Methods: This is a multistage probability survey of 3005 adolescents aged 12-17 years residing in Mexico City. Youth were administered the computer-assisted adolescent version of the World Mental Health Composite International Diagnostic Interview in their homes. The childhood and posttraumatic stress disorder sections provided information regarding adversity. Descriptive and logistic regression analyses were performed considering the multistage and weighted sample design.

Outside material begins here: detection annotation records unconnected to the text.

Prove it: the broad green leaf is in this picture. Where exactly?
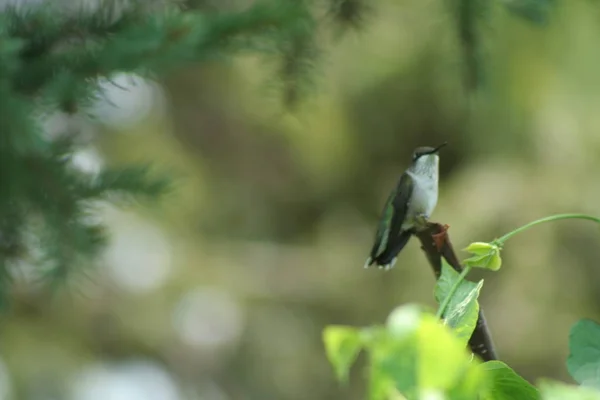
[435,260,483,344]
[367,305,486,400]
[567,319,600,388]
[481,361,540,400]
[538,379,600,400]
[323,325,362,382]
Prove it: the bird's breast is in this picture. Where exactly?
[404,176,438,227]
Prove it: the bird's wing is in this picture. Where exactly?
[370,173,413,260]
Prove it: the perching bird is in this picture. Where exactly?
[365,143,447,270]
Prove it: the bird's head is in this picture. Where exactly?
[411,142,448,173]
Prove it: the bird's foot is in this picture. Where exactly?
[379,257,398,271]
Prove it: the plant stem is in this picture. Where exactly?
[436,265,471,318]
[493,214,600,246]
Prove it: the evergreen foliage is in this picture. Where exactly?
[0,0,324,302]
[0,0,551,302]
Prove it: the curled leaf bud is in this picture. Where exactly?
[464,242,502,271]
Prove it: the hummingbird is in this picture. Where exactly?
[365,142,447,270]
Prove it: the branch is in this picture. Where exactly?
[415,223,498,361]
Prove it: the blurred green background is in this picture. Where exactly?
[0,0,600,400]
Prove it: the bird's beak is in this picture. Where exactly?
[429,142,448,154]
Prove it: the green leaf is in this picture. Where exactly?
[435,260,483,344]
[482,361,540,400]
[538,379,600,400]
[323,325,362,382]
[367,305,486,400]
[567,319,600,388]
[504,0,554,24]
[463,242,502,271]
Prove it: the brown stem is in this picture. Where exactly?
[415,222,498,361]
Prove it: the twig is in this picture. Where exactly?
[415,223,498,361]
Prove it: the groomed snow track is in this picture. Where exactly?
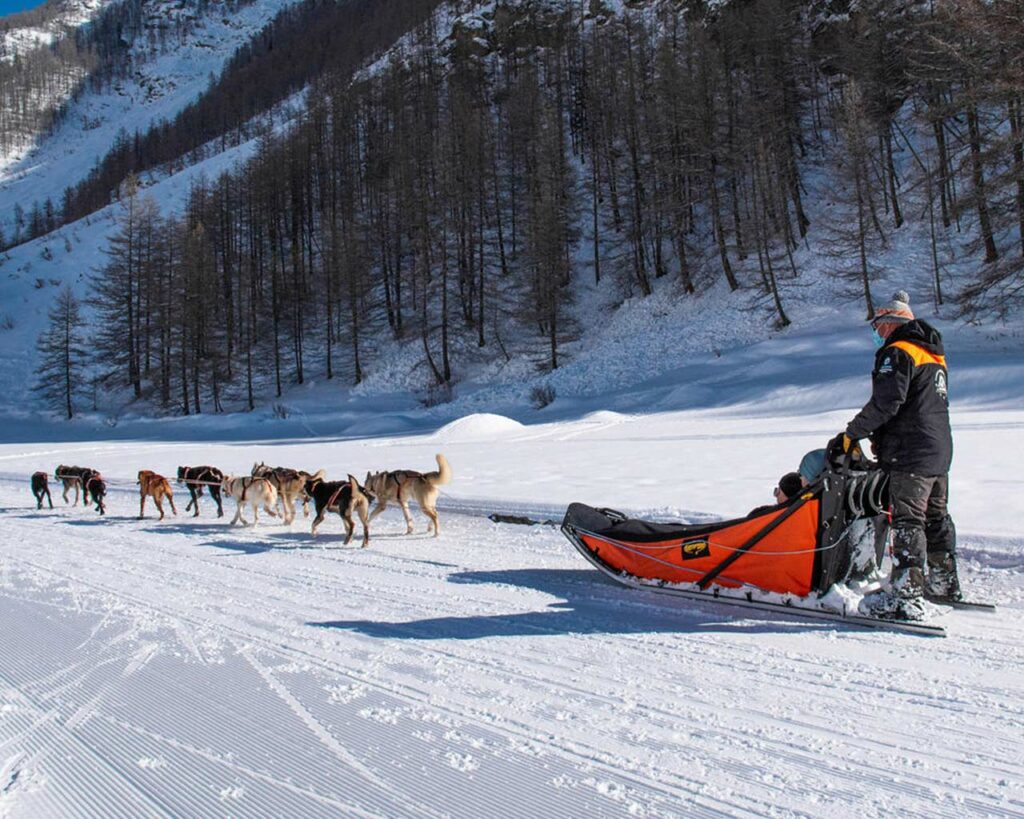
[0,470,1024,817]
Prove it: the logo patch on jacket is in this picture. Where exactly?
[682,541,711,560]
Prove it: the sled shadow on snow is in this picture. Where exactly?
[306,569,827,640]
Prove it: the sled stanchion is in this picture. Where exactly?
[697,490,817,589]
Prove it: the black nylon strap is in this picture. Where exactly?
[697,486,820,589]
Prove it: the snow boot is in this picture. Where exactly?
[925,552,964,602]
[860,566,928,621]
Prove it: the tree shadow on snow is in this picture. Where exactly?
[307,569,827,640]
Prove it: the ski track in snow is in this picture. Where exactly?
[0,454,1024,817]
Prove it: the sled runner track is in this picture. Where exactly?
[16,518,1003,810]
[8,507,1024,733]
[2,487,1021,815]
[2,561,782,816]
[4,536,1019,818]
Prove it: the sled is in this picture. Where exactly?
[561,460,944,635]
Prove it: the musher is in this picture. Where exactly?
[828,291,961,619]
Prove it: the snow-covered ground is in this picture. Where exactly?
[0,395,1024,817]
[0,0,294,227]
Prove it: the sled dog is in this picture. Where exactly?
[252,463,324,524]
[220,475,278,526]
[138,469,178,520]
[178,467,224,518]
[82,469,106,515]
[32,472,53,509]
[305,475,374,548]
[53,464,89,506]
[366,452,452,537]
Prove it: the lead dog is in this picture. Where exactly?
[178,467,224,518]
[32,472,53,509]
[138,469,178,520]
[220,475,278,526]
[252,463,324,525]
[366,452,452,537]
[305,470,374,549]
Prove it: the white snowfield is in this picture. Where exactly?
[0,410,1024,817]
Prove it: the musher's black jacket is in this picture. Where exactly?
[846,319,953,475]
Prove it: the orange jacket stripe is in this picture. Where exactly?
[889,341,946,367]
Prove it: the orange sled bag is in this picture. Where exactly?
[562,465,888,597]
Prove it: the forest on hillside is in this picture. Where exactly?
[25,0,1024,414]
[0,0,256,224]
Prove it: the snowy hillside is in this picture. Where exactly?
[0,0,292,230]
[0,0,113,60]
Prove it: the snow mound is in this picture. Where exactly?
[433,413,523,443]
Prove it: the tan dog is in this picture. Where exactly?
[252,464,324,524]
[220,475,278,526]
[138,469,178,520]
[305,470,374,549]
[366,452,452,537]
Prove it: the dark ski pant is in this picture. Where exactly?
[889,472,956,570]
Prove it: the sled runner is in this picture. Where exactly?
[561,460,944,636]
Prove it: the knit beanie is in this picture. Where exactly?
[871,290,913,325]
[778,472,804,498]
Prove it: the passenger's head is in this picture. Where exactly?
[773,472,804,504]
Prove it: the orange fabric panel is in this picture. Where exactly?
[889,341,946,367]
[579,499,819,597]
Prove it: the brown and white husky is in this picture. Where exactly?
[220,475,278,526]
[366,452,452,537]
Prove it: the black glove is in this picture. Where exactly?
[825,432,854,464]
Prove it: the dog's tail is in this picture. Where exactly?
[423,452,452,486]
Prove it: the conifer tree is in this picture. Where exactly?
[33,285,85,420]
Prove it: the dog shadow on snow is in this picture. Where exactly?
[307,569,819,640]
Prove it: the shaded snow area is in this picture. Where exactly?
[0,0,294,219]
[0,404,1024,817]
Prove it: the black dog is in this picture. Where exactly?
[305,475,375,547]
[178,467,224,518]
[32,472,53,509]
[82,469,106,515]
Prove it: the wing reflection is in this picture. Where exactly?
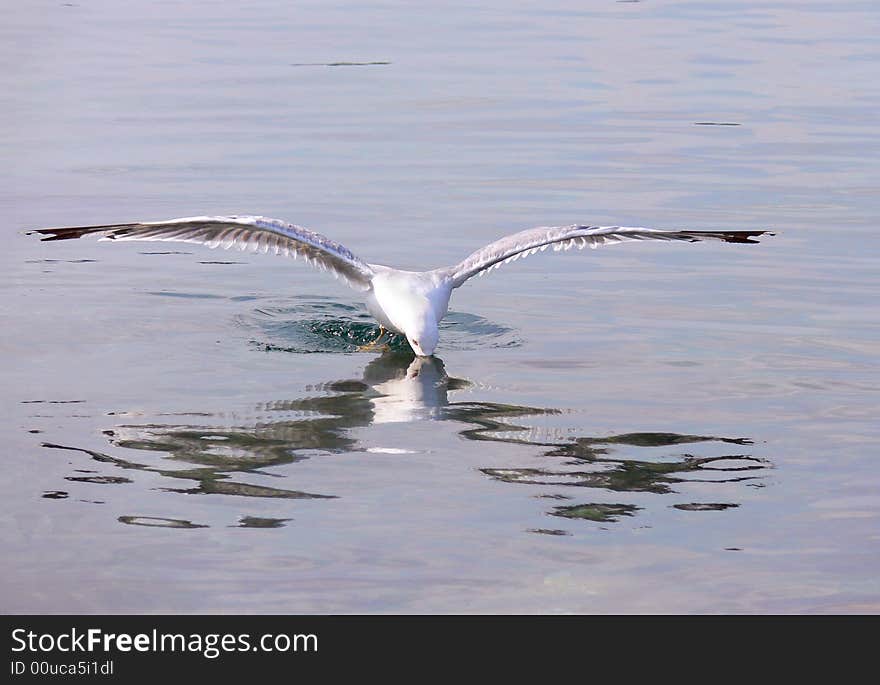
[44,352,770,534]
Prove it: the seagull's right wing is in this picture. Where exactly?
[27,216,375,290]
[438,225,772,288]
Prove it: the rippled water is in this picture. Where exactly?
[0,0,880,613]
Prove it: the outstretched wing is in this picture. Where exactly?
[446,225,773,288]
[27,216,374,290]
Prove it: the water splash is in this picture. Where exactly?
[236,297,522,354]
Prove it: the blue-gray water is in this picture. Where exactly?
[0,0,880,613]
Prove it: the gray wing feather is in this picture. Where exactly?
[445,225,772,288]
[28,216,374,290]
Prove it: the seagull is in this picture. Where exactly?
[26,216,773,357]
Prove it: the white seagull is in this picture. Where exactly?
[27,216,773,357]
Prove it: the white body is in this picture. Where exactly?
[30,216,772,356]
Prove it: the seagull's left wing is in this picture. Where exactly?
[27,216,375,290]
[441,225,772,288]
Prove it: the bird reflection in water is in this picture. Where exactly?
[44,351,770,534]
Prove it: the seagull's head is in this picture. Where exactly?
[405,318,440,357]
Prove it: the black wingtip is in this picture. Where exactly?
[688,229,776,244]
[24,224,135,242]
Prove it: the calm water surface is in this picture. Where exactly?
[0,0,880,613]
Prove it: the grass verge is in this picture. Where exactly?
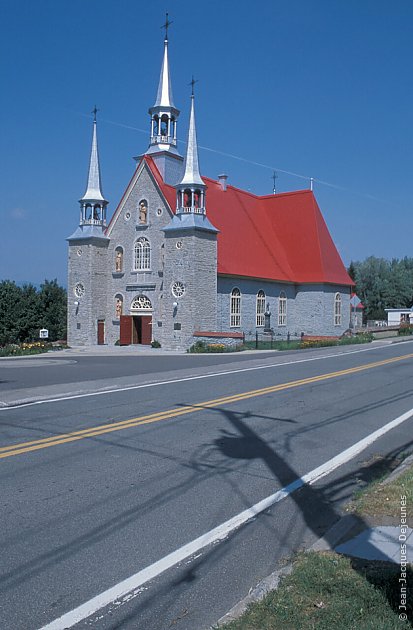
[224,552,413,630]
[220,458,413,630]
[347,456,413,521]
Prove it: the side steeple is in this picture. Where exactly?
[176,85,206,214]
[147,14,179,155]
[79,106,108,228]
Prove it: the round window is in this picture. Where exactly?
[74,282,85,297]
[172,282,185,297]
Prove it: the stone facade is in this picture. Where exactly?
[67,238,109,346]
[68,34,350,351]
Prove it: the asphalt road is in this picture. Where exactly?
[0,342,413,630]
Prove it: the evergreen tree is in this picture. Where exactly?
[0,280,22,346]
[39,279,67,341]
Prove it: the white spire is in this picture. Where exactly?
[81,107,106,201]
[179,93,205,186]
[154,39,176,109]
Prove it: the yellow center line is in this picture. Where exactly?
[0,353,413,459]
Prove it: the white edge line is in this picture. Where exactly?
[40,408,413,630]
[0,341,413,412]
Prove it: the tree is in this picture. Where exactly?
[349,256,413,319]
[0,280,22,346]
[0,280,67,346]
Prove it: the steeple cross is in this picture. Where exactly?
[161,13,173,40]
[271,171,278,195]
[188,75,198,96]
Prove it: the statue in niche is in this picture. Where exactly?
[139,201,148,224]
[264,302,271,332]
[115,250,123,271]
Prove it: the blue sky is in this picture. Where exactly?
[0,0,413,285]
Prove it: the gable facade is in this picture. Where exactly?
[68,28,351,351]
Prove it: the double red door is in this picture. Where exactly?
[119,315,152,346]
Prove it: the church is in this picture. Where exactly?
[67,28,352,351]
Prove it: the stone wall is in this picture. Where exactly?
[217,276,350,339]
[162,229,217,350]
[67,239,108,345]
[106,165,172,344]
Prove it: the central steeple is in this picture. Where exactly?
[147,14,179,155]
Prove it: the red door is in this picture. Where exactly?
[119,315,133,346]
[141,315,152,346]
[98,319,105,346]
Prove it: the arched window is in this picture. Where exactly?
[115,293,123,319]
[334,293,341,326]
[278,291,287,326]
[134,236,151,271]
[183,188,192,212]
[256,291,265,326]
[93,203,102,221]
[229,288,241,327]
[115,247,123,272]
[161,114,169,137]
[139,199,148,225]
[130,294,152,311]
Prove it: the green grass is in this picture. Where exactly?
[347,466,413,520]
[224,552,413,630]
[244,333,373,350]
[0,344,48,357]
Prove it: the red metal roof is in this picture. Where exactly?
[129,155,354,285]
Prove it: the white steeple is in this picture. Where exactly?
[79,106,108,227]
[147,14,179,155]
[176,86,206,214]
[154,34,175,109]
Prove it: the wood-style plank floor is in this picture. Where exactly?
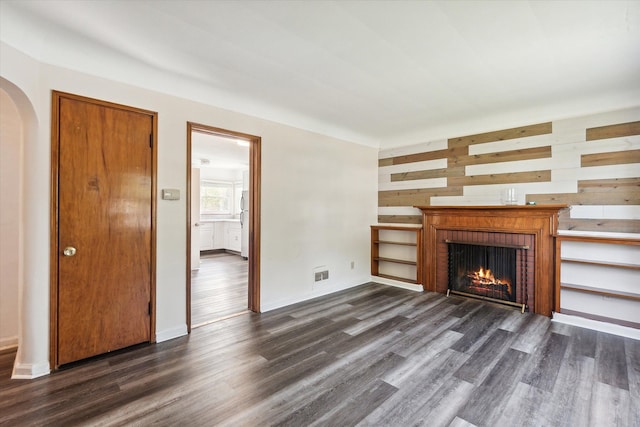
[0,284,640,426]
[191,252,249,328]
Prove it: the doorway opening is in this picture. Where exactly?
[187,123,260,331]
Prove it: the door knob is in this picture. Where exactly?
[62,246,76,256]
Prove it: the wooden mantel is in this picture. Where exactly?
[415,204,568,316]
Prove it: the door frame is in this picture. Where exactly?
[186,122,262,333]
[49,90,158,369]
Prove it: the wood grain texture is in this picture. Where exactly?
[51,92,156,366]
[378,146,469,166]
[449,122,553,147]
[191,252,249,328]
[580,150,640,168]
[449,146,551,166]
[378,187,462,206]
[0,283,640,427]
[418,205,567,316]
[586,121,640,141]
[448,170,551,187]
[378,215,422,224]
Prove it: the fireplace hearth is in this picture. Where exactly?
[445,240,529,313]
[416,205,567,316]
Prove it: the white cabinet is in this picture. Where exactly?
[225,222,242,252]
[199,220,242,252]
[200,222,214,251]
[212,221,226,249]
[555,235,640,329]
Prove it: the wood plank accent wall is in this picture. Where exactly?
[378,107,640,233]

Results: A total of 68% of adolescents have experienced at least one type of chronic childhood adversity, whereas almost 7% have experienced four of more. The most frequent adversity is economic adversity followed by witnessing domestic violence. Boys experience more neglect than girls, and girls experience more sexual abuse than boys. Family dysfunction adversities tend to clump together such that youth exposed to abuse of any form also report witnessing domestic violence and parental mental pathology. Youth whose parents have divorced are likely to experience economic adversity. Parental death is independent of experiencing other childhood adversities. Older adolescents, school drop-outs, those with young mothers, those with more siblings, and those whose parents have less education are more likely to experience adversity.
Conclusions: Although most adolescents have experienced some adversity, a small group is exposed to many adversities. Understanding the distribution of adversities may help us to identify at-risk youth and to better interpret the findings from studies on the role of adversity in diverse health outcomes.